It seems likely that the Labour Party is shifting its position and will adopt the budgets of the coalition. As a result there has been a flurry of debate - well, not quite that - about the funding of public services and the history of the Welfare State since Beveridge. The BBC's Nick Robinson was wheeled out to peer back into the past.
Needless to say, this has caused disaffection on the left, and there is talk of yet another new party emerging, thanks to the inspiration from Ken Loach's passionate film Spirit of '45.
Now, I've blogged about this before, after I appeared on Start the Week with Ken Loach, partly to talk about my new book Broke. He shook his head vigorously at me while I spoke, so I suppose it is fair to say that we don't agree.
I think the Attlee government founded some of these institutions that Loach wants to revive complete with the seeds of their own destruction inside them - over-centralised and dangerously over-professionalised. As a result, the institutions have become sclerotic and ineffective, and increasingly expensive. It meant that Beveridge's Five Giants were only temporarily slayed, and come back to life again every generation to be slayed all over again.
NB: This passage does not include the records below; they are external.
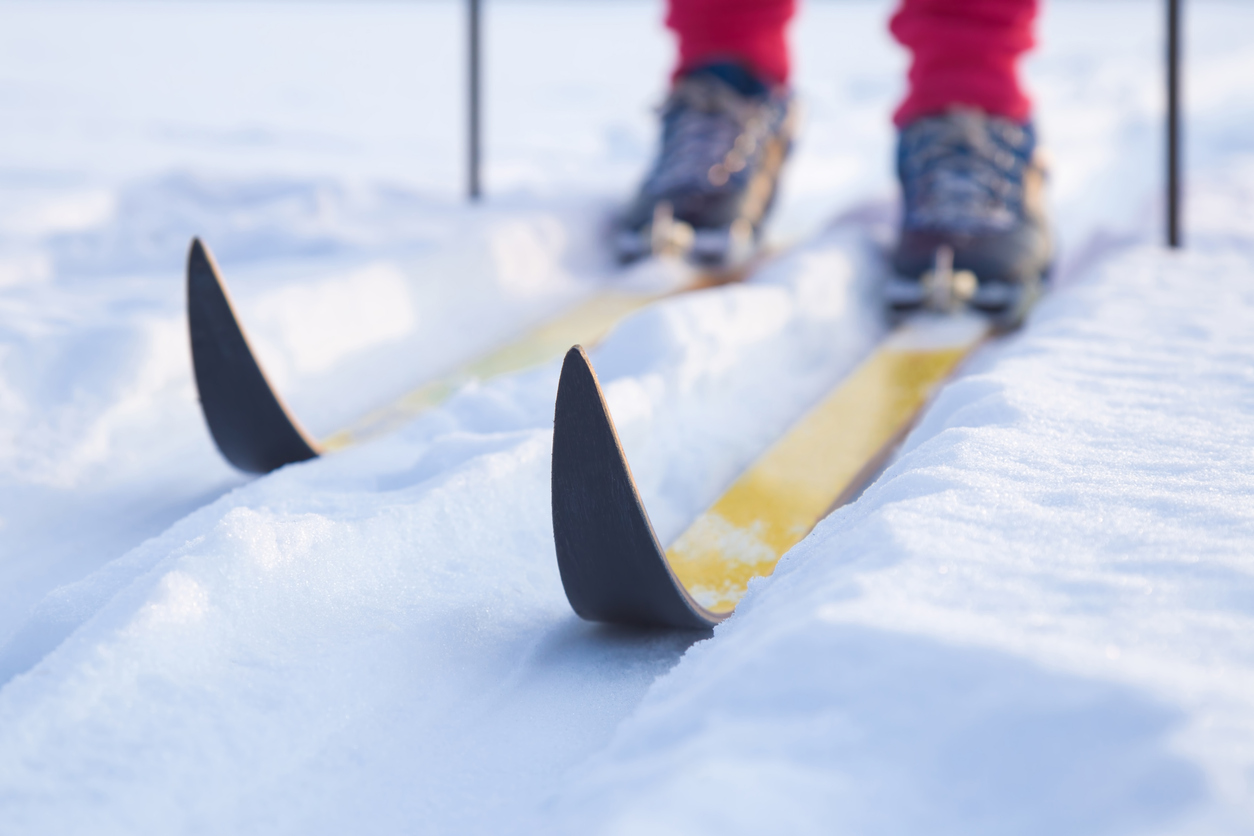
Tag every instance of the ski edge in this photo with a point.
(613, 568)
(248, 421)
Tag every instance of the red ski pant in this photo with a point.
(964, 52)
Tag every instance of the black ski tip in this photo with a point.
(246, 417)
(612, 567)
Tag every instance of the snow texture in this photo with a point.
(1038, 618)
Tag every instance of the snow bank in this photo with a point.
(383, 634)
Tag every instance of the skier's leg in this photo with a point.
(726, 128)
(964, 52)
(750, 33)
(971, 178)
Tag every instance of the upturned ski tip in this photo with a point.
(247, 419)
(612, 567)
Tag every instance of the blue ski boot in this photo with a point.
(973, 228)
(725, 135)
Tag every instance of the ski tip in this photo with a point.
(612, 567)
(248, 421)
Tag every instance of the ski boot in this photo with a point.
(973, 228)
(725, 135)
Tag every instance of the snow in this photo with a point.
(1036, 621)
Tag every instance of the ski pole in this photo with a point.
(1174, 124)
(473, 103)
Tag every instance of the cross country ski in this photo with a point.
(612, 564)
(257, 433)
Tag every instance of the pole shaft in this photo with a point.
(1174, 123)
(473, 102)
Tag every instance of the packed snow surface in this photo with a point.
(1038, 619)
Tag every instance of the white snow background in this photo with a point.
(1040, 619)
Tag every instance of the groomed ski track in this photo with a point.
(1036, 621)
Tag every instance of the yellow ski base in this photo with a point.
(820, 461)
(586, 323)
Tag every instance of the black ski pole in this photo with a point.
(473, 100)
(1174, 123)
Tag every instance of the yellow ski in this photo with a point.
(612, 565)
(257, 433)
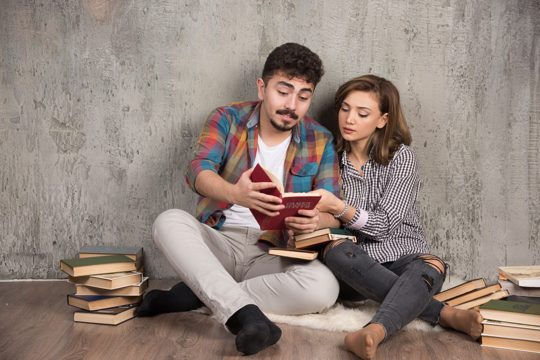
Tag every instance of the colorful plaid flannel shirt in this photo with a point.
(228, 143)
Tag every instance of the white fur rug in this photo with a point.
(341, 318)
So, while I long for the boldness of that government - I think it is time to start looking forward, not endlessly harping back to what we have lost. We can imagine what kind of institutions might work, and it is time to start making them happen.
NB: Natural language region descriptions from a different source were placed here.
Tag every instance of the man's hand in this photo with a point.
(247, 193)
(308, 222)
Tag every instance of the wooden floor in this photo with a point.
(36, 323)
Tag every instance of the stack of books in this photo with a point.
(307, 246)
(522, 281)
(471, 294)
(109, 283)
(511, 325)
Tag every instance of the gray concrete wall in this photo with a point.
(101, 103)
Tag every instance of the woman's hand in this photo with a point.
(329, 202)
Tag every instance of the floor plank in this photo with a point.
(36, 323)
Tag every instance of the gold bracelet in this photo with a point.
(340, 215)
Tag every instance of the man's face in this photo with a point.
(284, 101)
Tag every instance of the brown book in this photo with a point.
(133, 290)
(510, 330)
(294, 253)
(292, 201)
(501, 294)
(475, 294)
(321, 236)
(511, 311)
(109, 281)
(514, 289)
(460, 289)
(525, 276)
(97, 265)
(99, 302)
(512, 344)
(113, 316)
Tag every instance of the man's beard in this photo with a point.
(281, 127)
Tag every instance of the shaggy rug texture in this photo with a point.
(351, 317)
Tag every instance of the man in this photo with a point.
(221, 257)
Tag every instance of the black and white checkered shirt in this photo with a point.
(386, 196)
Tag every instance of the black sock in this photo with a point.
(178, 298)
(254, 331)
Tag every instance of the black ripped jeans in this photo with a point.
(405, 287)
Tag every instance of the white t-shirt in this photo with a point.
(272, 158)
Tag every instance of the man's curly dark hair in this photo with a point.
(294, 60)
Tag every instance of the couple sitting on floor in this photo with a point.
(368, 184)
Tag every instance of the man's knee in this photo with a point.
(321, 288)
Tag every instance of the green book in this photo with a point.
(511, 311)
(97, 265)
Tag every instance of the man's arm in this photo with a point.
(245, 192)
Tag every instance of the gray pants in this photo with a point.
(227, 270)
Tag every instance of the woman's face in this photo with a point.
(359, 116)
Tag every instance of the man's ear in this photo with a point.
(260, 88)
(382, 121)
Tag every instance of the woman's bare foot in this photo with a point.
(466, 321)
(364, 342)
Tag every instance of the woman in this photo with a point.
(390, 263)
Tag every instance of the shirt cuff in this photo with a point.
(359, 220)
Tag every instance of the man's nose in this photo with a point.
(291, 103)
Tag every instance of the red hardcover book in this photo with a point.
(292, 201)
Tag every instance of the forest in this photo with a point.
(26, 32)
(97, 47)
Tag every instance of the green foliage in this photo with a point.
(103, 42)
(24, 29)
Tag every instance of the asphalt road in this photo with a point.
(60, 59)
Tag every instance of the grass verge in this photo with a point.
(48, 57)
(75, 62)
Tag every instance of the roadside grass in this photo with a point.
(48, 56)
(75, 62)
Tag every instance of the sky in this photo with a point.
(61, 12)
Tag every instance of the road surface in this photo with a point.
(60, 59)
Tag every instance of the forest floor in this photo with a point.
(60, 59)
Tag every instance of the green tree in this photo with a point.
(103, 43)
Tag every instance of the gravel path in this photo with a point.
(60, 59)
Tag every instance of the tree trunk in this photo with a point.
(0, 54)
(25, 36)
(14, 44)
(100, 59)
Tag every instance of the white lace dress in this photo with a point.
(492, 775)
So, no, I won't be joining a new political movement based on nostalgia for 1945. But what I wanted to say here is that it anyway misses the point.
The real founding moment of the modern British state wasn't 1945 but 1940. That explains our national obsession with the Second World War and the Blitz, but - unlike 1945 - the Spirit of '40 needs a bit more unpacking.
It wasn't just the relief people felt then about 'standing alone', without the complications of allies across the Channel, though there was an element of that. It was the extraordinary sense of national mission and cohesion that had begun to take hold during the Battle of Britain, so different from the divided nation that had gone to war so reluctantly. Even by 1942, people were looking back to that summer of 1940 where everything seemed to be coming together.
Those are all well-known. But the real reason why 1940 remains important in the national psyche has been half forgotten. It was the sense that innovative, effective people could abandon long-establish and stultifying procedures and make things happen. It was the moment when the Old Guard, the appeasers and those who had muddled through the Great Depression, had been swept aside by people who could take events by the scruff of the neck.
In short, it was the moment when the forces of conservatism were pushed out in a moment of supreme crisis.
It might not have happened. Neville Chamberlain would have survived the critical debate on the Norwegian campaign in the House of Commons if the mood had not been changed by the arrival of Admiral Sir Roger Keyes, the hero of Zeebrugge, in the full uniform of an Admiral of the Fleet, who laid into the government from the Conservative benches.
The result was that Chamberlain resigned, Churchill took over and the rest - as they say - was history.
In comparison to this symbolic moment of liberation, the Spirit of '45 was the apotheosis of the professional classes and the Man from Whitehall. It is the Spirit of '40 that still animates.